It's unaligned access. Look at %rdi. vmovdqa requires 16-byte alignment.
Apparently, something fed kmalloc()'ed data here. But kmalloc() guarantees only 
sizeof(unsigned long)
alignment. slub_debug changes slub's objects layout, so what happened to be 
16-bytes aligned
without slub_debug, may become 8-byte aligned with slub_debg on.

   
> I'll try to bisect it tomorrow.  It at least goes back to v4.10.

Probably no point.

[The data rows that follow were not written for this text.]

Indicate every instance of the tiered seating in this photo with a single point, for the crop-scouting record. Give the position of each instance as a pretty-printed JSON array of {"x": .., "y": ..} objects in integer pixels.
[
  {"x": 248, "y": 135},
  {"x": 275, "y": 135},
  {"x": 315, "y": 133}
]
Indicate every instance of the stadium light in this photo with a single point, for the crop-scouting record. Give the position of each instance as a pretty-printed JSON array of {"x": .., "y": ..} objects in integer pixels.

I bet this bug always was here (since this code added).

This could be fixed by s/vmovdqa/vmovdqu change like bellow, but maybe the 
right fix
would be to align the data properly?

---
 arch/x86/crypto/sha256-mb/sha256_mb_mgr_flush_avx2.S | 8 
 1 file changed, 4 insertions(+), 4 deletions(-)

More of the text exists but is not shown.